A Scottish Greens MSP has quit the party over its “alienating and provocative” stance on trans rights.

Andy Wightman said he had been threatened with possible expulsion over his concerns about the potential impact of the issue on women’s rights.

And he accused the party of being “very censorious of any deviation from an agreed line”.

A spokesman for the Scottish Greens said the party wished Mr Wightman well for the future.

He added: “The Scottish Greens are focused on building a greener and fairer Scotland that tackles the climate emergency, so Andy Wightman’s decision not to be part of our movement anymore is a matter of deep disappointment.

“Land reform, empowering local democracy and community empowerment are core Green issues, and Andy’s contribution has been very important, but the Greens remain committed to carrying on this agenda without him.”

Mr Wightman is a highly-respected land reform campaigner who has been an MSP for the Lothians since 2016.

In a letter to Scottish Greens co-leaders Patrick Harvie and Lorna Slater, he said he had wanted to vote in favour of an amendment to the Forensic Medical Services (Victims of Sexual Offences) Bill in the Scottish Parliament last week.

But he said he instead voted against the amendment after it was made clear to him that he would face “complaints and disciplinary action leading to possible suspension, deselection or expulsion” if he did not do so.

The amendment will give sexual assault victims the right to choose the sex, rather than just the gender, of the medical professional who examines them.

Supporters say the change is necessary to prevent female rape victims potentially being intimately examined by trans women if they do not wish to be.

It was overwhelmingly backed by MSPs in a vote last Thursday – with only the Scottish Greens and Liberal Democrats voting against.

Mr Wightman said he had also been admonished last year for attending a public meeting in Edinburgh to hear concerns about the potential impact of gender recognition reforms on women’s rights.

He described being abused at the time on social media by some trans rights activists, and apologised for the “distress” he had caused party members by attending the meeting.

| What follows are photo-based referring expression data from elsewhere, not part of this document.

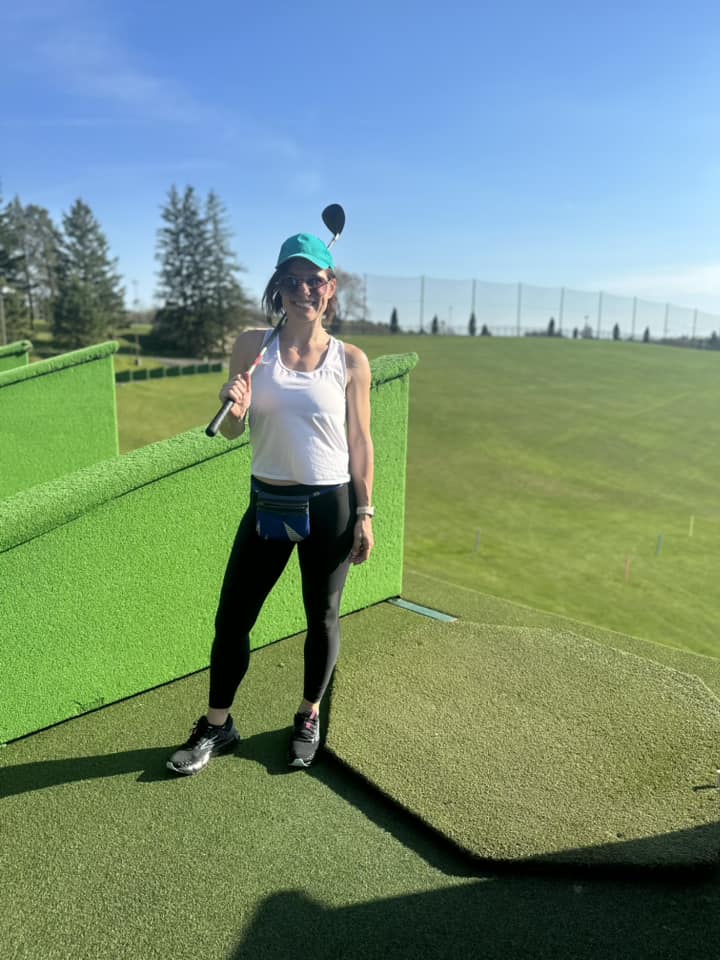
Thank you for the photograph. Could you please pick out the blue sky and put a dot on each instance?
(554, 143)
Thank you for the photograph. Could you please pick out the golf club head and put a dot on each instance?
(334, 219)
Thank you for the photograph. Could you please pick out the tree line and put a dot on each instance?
(66, 278)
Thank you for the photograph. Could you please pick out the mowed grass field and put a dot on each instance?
(578, 477)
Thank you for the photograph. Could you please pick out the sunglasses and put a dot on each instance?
(291, 284)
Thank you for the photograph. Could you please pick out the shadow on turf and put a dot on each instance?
(268, 749)
(25, 777)
(500, 918)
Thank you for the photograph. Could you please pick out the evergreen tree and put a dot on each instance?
(13, 307)
(351, 296)
(203, 301)
(38, 243)
(89, 299)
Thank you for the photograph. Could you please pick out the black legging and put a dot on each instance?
(253, 570)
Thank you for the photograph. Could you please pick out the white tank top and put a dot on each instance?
(297, 419)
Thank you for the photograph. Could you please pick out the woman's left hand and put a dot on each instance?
(363, 542)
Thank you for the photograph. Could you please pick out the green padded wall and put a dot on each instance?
(56, 416)
(111, 575)
(15, 354)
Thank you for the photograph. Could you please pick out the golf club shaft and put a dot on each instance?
(212, 428)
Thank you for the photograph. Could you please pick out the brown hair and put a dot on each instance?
(272, 298)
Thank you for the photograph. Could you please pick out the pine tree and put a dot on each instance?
(203, 301)
(13, 307)
(38, 243)
(89, 300)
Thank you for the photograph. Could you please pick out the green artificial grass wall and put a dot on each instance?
(15, 354)
(56, 416)
(111, 575)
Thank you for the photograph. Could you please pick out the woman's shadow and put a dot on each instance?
(268, 748)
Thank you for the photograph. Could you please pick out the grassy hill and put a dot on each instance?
(566, 475)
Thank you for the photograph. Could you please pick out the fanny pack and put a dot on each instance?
(284, 516)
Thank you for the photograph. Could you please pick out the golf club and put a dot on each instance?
(333, 217)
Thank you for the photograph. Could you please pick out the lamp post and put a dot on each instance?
(3, 331)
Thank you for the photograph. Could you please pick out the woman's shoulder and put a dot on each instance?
(355, 358)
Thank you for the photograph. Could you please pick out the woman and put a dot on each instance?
(309, 417)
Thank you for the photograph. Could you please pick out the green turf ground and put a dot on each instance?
(106, 856)
(543, 470)
(532, 744)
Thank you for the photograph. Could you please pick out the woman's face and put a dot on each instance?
(306, 290)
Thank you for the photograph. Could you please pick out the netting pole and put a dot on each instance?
(519, 308)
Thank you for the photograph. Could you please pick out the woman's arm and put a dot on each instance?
(238, 388)
(360, 446)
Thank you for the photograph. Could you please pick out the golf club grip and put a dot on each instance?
(214, 425)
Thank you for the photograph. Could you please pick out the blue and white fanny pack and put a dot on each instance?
(280, 516)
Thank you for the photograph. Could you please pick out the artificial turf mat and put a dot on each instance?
(105, 855)
(529, 744)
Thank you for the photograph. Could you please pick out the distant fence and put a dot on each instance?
(154, 373)
(515, 309)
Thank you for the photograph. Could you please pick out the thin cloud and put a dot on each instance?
(691, 284)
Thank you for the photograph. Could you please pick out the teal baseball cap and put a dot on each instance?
(308, 247)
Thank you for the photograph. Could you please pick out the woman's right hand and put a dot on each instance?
(239, 390)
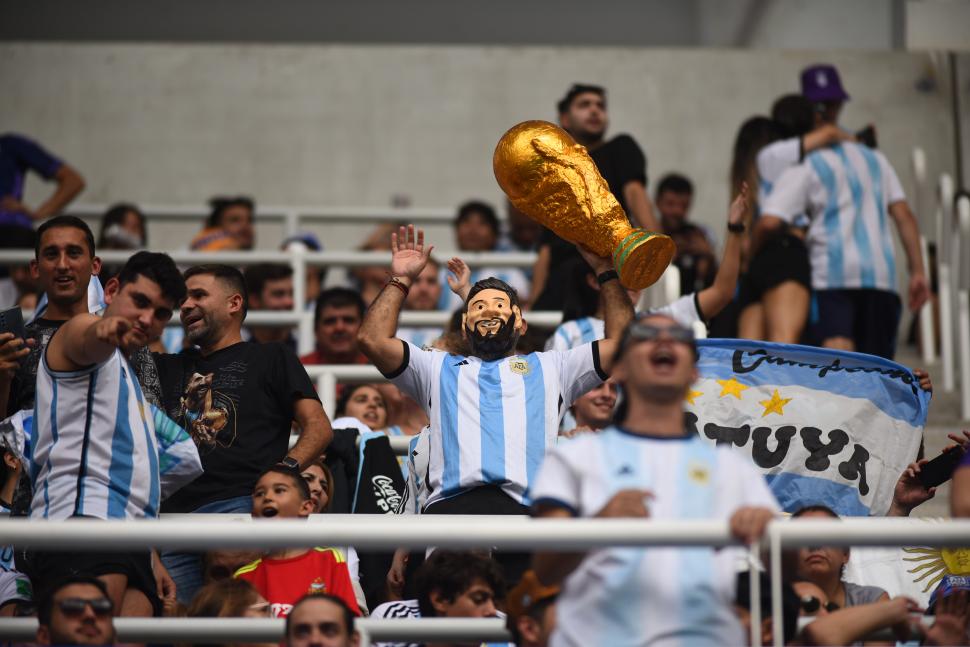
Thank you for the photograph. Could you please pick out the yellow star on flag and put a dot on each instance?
(775, 404)
(732, 387)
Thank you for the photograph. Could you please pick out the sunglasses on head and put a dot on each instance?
(811, 604)
(73, 607)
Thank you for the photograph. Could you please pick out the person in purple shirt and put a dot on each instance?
(18, 155)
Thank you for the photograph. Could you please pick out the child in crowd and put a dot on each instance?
(284, 576)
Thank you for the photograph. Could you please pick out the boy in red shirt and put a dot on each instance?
(285, 576)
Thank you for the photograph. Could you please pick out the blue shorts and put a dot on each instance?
(870, 318)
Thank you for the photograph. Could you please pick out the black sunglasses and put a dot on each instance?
(74, 607)
(811, 604)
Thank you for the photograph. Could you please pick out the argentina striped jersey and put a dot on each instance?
(846, 191)
(94, 451)
(491, 422)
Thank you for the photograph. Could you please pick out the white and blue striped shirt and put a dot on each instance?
(516, 278)
(846, 191)
(633, 597)
(93, 451)
(491, 422)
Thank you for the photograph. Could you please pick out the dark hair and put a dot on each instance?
(675, 183)
(229, 276)
(257, 276)
(794, 114)
(64, 221)
(156, 267)
(338, 298)
(824, 509)
(753, 135)
(483, 209)
(115, 215)
(581, 299)
(45, 602)
(347, 613)
(294, 475)
(578, 88)
(790, 603)
(451, 573)
(492, 283)
(219, 205)
(340, 408)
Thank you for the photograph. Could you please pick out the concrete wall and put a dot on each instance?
(355, 125)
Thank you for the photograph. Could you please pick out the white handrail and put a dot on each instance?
(926, 324)
(963, 303)
(251, 630)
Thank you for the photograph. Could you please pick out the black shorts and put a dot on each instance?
(870, 318)
(782, 258)
(45, 568)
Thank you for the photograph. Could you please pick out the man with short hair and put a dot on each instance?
(695, 244)
(270, 287)
(93, 446)
(621, 162)
(848, 192)
(238, 400)
(649, 465)
(76, 611)
(321, 619)
(336, 320)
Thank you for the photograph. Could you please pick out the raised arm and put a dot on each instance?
(617, 307)
(88, 339)
(315, 431)
(919, 289)
(714, 298)
(376, 336)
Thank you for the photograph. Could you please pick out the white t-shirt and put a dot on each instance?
(491, 422)
(846, 191)
(684, 310)
(650, 596)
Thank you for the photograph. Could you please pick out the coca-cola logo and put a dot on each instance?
(386, 497)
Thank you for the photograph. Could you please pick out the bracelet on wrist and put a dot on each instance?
(608, 275)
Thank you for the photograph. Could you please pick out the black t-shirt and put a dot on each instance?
(23, 387)
(619, 161)
(237, 404)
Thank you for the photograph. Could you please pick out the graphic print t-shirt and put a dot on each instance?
(237, 404)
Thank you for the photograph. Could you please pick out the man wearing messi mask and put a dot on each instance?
(494, 413)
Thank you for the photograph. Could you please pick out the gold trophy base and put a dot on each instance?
(641, 258)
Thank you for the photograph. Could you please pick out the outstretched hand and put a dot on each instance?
(459, 277)
(408, 253)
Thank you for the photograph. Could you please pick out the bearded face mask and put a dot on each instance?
(492, 324)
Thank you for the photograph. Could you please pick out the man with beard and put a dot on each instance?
(238, 400)
(493, 413)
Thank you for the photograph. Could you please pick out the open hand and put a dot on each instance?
(408, 253)
(459, 277)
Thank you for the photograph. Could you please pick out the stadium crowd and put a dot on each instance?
(115, 414)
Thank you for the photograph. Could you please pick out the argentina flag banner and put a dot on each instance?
(826, 427)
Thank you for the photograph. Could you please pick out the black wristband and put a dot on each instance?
(608, 275)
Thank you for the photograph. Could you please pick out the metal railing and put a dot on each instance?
(389, 531)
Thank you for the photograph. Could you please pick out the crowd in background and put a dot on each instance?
(792, 264)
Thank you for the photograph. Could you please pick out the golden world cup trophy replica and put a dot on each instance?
(553, 180)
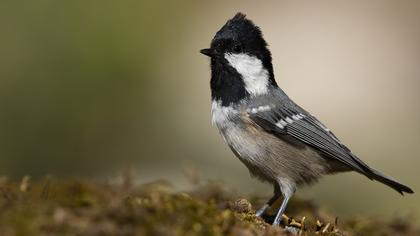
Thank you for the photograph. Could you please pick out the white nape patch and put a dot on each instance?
(221, 114)
(253, 73)
(283, 123)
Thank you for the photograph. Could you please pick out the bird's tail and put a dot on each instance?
(401, 188)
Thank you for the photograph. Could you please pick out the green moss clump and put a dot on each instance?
(83, 207)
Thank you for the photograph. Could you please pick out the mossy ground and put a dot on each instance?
(50, 206)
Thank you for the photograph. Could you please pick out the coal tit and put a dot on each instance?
(276, 139)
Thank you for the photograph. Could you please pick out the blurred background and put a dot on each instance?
(90, 88)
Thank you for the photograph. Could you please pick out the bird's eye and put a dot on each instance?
(237, 48)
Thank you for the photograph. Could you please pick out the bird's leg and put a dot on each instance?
(270, 202)
(281, 210)
(287, 189)
(265, 207)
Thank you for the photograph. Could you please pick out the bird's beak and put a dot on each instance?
(208, 52)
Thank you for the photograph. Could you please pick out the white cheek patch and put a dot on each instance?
(221, 114)
(253, 73)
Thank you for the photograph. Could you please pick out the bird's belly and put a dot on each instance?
(270, 158)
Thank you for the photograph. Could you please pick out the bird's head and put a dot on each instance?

In his resignation letter, Mr Wightman said he had been saddened for some time by the “intolerance shown by some party members to an open and mature dialogue” about the issue.

He added: “I understand that the Scottish Green Party has a strong commitment to equalities and trans rights.

“However, some of the language, approaches and postures of the party and its spokespeople have been provocative, alienating and confrontational for many women and men.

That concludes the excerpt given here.